Europas Wirtschaft reagiert am stärksten hinaus die geopolitischen Spannungen

Europas Wirtschaft reagiert am stärksten hinaus die geopolitischen Spannungen

Europa reagiert auf die Veränderungen der geopolitischen Lage mit einer Verstärkung seines Außenhandels mit politisch nahestehenden Nationen. Das ist ein zentrales Ergebnis einer Studie der Beratungsgesellschaft Deloitte, das im Rahmen des Geoeconomic Dynamics Index des Unternehmens auf der Münchner Sicherheitskonferenz vorgestellt wird. So habe Europa seine Handelsbeziehungen zu Russland und einer Reihe von Schwellenländern reduziert, aber die Verbindungen zu den Vereinigten Staaten aus geopolitischen Gründen gestärkt.
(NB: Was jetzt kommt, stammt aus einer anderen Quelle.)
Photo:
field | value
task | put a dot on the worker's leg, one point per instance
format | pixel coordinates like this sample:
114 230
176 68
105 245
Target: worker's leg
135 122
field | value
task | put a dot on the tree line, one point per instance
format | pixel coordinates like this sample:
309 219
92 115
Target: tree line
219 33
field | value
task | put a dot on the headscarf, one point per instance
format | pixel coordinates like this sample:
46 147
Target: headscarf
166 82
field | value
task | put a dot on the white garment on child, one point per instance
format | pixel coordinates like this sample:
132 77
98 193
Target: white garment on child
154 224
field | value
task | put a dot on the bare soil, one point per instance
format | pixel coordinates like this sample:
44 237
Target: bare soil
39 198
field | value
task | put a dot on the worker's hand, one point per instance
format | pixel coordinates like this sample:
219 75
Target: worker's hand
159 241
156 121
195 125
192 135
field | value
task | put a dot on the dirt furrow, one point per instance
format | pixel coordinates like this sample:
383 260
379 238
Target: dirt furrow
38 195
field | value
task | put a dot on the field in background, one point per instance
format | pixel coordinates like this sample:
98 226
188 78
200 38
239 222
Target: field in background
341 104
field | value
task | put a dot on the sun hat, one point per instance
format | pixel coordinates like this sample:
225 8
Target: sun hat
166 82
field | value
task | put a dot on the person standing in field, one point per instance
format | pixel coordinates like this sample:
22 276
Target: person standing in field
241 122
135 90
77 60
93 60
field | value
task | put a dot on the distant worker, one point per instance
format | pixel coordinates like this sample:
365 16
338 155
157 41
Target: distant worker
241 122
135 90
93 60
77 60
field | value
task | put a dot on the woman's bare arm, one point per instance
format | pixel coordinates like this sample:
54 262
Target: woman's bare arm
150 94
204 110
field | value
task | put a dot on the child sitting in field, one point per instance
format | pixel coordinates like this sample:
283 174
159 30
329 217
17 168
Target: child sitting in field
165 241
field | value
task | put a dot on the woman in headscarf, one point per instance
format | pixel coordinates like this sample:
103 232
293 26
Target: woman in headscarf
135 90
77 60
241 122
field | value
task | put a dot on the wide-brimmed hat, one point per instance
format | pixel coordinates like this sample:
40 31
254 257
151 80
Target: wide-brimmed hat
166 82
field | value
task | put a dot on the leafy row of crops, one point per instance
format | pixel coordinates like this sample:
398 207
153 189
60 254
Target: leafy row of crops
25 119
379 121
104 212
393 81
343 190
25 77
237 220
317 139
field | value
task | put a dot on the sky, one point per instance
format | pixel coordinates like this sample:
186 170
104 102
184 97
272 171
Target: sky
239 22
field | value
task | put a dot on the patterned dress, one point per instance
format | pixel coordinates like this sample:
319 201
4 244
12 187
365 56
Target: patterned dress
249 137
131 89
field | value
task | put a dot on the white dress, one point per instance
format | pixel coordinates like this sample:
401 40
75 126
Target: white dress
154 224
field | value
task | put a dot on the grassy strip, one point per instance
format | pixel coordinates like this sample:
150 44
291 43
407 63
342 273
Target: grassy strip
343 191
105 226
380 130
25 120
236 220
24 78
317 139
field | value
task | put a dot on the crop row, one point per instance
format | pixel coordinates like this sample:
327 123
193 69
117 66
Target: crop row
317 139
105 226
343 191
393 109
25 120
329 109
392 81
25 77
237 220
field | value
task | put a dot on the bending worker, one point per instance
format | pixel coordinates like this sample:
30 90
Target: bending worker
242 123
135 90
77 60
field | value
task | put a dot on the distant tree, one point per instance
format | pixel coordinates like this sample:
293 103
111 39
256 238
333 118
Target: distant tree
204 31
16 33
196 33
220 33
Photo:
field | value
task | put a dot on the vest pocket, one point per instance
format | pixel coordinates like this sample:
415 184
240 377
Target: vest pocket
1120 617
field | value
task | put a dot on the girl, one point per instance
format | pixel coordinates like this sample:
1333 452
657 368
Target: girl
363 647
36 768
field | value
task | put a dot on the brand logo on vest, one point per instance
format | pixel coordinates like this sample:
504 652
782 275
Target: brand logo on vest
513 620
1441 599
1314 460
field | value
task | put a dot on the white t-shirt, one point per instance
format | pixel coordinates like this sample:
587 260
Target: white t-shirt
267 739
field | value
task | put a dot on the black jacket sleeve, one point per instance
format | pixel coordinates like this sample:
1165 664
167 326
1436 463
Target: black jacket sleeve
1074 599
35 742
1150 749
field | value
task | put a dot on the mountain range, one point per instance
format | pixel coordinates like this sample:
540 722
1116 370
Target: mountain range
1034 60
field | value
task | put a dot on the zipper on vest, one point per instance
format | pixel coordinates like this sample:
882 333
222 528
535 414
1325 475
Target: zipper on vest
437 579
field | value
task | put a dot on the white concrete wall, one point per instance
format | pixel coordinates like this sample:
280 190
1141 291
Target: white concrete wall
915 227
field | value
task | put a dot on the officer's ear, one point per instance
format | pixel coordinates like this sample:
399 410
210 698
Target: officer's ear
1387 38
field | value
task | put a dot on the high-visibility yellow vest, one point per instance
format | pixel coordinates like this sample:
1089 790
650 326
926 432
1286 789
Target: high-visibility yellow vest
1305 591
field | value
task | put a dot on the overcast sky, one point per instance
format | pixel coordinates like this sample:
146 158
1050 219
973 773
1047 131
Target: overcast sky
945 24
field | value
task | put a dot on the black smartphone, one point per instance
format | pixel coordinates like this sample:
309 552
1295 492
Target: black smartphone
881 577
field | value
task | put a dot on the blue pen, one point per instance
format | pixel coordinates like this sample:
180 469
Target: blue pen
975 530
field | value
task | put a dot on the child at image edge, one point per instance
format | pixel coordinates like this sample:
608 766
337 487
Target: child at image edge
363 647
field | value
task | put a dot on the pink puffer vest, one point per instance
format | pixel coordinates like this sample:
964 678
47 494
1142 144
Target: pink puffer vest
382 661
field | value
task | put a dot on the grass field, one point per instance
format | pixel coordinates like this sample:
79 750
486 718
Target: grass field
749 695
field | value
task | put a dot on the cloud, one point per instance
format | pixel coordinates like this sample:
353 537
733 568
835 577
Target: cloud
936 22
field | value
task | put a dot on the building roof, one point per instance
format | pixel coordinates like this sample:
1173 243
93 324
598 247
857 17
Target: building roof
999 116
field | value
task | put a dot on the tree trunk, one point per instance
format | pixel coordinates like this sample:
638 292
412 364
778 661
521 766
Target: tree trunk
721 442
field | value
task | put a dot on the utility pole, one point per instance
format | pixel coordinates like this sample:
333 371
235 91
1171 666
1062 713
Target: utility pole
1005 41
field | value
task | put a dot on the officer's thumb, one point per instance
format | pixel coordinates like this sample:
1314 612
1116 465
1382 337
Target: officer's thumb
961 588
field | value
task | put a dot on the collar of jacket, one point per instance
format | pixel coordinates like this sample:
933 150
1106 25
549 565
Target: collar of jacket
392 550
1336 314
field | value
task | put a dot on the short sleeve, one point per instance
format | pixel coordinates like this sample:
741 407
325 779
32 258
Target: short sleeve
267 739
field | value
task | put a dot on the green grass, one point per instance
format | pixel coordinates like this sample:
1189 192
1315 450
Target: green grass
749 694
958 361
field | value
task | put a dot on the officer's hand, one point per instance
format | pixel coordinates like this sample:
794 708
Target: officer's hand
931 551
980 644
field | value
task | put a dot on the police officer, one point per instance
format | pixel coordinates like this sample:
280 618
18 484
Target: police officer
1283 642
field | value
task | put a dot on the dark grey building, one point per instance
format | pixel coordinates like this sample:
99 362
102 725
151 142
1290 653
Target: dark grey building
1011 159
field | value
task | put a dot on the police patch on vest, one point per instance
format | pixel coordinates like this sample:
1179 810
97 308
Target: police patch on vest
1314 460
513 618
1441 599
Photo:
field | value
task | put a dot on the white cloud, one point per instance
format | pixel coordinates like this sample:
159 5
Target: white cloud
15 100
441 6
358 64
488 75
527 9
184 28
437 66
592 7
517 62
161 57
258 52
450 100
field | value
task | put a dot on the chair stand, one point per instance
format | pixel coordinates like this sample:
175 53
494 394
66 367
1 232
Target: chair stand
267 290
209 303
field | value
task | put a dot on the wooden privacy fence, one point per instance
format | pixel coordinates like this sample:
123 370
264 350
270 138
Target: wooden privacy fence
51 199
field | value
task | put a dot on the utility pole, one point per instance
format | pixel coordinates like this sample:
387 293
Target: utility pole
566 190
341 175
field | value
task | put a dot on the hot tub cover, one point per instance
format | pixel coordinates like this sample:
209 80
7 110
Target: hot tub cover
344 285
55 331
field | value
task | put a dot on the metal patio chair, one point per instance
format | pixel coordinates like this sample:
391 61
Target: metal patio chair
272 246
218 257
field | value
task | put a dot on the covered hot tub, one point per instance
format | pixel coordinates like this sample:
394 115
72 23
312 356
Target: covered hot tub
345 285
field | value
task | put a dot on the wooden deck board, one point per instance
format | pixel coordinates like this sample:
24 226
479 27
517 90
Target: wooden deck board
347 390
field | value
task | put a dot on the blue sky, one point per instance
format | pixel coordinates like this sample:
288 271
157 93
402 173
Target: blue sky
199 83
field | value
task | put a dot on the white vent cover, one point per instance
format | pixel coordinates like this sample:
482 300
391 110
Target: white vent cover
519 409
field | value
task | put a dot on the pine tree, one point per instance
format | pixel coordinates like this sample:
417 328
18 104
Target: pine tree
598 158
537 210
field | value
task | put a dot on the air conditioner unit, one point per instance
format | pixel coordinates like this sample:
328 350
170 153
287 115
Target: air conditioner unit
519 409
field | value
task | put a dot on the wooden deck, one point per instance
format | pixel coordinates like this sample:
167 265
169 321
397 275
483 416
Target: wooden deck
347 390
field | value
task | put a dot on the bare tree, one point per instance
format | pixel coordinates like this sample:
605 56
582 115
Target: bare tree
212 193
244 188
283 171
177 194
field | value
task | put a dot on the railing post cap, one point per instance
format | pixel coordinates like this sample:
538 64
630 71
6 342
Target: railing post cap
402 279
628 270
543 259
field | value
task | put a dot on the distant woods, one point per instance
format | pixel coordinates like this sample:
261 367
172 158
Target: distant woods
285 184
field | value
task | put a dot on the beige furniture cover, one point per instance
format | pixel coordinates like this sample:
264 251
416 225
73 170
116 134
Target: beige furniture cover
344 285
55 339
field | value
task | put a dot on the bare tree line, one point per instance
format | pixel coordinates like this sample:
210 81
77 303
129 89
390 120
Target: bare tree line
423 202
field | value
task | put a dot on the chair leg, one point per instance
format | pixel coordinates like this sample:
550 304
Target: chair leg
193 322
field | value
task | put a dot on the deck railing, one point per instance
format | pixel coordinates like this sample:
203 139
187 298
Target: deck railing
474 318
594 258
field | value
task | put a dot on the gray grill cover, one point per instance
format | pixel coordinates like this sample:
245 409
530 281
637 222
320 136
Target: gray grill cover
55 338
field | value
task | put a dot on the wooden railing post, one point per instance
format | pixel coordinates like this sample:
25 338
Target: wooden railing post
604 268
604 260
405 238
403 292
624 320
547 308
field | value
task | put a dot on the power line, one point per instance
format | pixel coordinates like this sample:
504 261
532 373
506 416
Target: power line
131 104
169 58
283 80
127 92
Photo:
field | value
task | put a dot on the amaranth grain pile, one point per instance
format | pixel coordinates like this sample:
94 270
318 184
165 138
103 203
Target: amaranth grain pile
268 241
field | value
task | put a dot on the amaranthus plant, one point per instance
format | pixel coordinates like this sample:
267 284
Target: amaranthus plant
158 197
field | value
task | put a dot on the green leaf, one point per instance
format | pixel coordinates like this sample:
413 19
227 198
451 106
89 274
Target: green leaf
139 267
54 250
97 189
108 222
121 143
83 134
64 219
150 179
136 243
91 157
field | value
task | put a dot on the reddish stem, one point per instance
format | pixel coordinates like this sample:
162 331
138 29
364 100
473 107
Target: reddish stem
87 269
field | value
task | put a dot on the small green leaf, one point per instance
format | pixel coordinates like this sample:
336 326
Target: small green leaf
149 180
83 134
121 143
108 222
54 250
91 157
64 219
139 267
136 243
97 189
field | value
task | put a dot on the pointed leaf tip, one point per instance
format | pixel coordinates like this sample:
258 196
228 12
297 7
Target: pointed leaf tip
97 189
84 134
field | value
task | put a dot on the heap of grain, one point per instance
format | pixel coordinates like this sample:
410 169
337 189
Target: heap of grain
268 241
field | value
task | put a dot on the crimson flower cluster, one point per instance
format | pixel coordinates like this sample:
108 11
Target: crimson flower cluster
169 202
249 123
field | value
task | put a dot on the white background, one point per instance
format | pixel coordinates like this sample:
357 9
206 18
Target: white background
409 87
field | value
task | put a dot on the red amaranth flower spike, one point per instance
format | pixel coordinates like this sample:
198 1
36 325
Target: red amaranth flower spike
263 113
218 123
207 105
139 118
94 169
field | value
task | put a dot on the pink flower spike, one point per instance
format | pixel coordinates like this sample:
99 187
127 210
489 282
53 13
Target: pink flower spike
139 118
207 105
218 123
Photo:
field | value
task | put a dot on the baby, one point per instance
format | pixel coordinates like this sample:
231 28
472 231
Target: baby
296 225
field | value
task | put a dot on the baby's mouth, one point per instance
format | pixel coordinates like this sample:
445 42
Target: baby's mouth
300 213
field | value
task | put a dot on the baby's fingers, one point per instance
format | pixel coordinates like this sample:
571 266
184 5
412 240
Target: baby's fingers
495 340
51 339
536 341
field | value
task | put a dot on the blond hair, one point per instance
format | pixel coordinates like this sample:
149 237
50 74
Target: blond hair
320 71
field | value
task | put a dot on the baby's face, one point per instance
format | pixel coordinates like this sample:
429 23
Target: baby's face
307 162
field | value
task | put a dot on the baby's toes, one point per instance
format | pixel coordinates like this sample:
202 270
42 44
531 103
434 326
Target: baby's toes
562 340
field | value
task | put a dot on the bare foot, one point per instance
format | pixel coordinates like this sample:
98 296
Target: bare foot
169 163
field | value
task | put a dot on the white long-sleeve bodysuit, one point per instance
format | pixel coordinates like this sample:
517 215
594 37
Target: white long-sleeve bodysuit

„Diese engere Anbindung spiegelt sich in einem bemerkenswerten Anstieg der Handelsintensität mit den Vereinigten Staaten und ihren Verbündeten von einem bereits hohen Niveau“, heißt es in der Studie. „Zum Beispiel ist der Güterhandel zwischen der Europäischen Union und den Vereinigten Staaten zwischen 2020 und 2024 um fast 40 Prozent von rund 650 Milliarden auf 900 Milliarden Dollar gestiegen. Die Direktinvestitionen aus der Europäischen Union in die Vereinigten Staaten sind in diesem Zeitraum um 16 Prozent gestiegen; in der Gegenrichtung betrug der Zuwachs fast 10 Prozent.“ Die engen Handelsbeziehungen zwischen der Europäischen Union und den Vereinigten Staaten hatte EU-Kommissionspräsidentin Ursula von der Leyen auf dem Weltwirtschaftsforum in Davos erwähnt und auf den erheblichen Schaden verwiesen, den ein Handelskonflikt zwischen den Vereinigten Staaten und der Europäischen Union bewirken könnte.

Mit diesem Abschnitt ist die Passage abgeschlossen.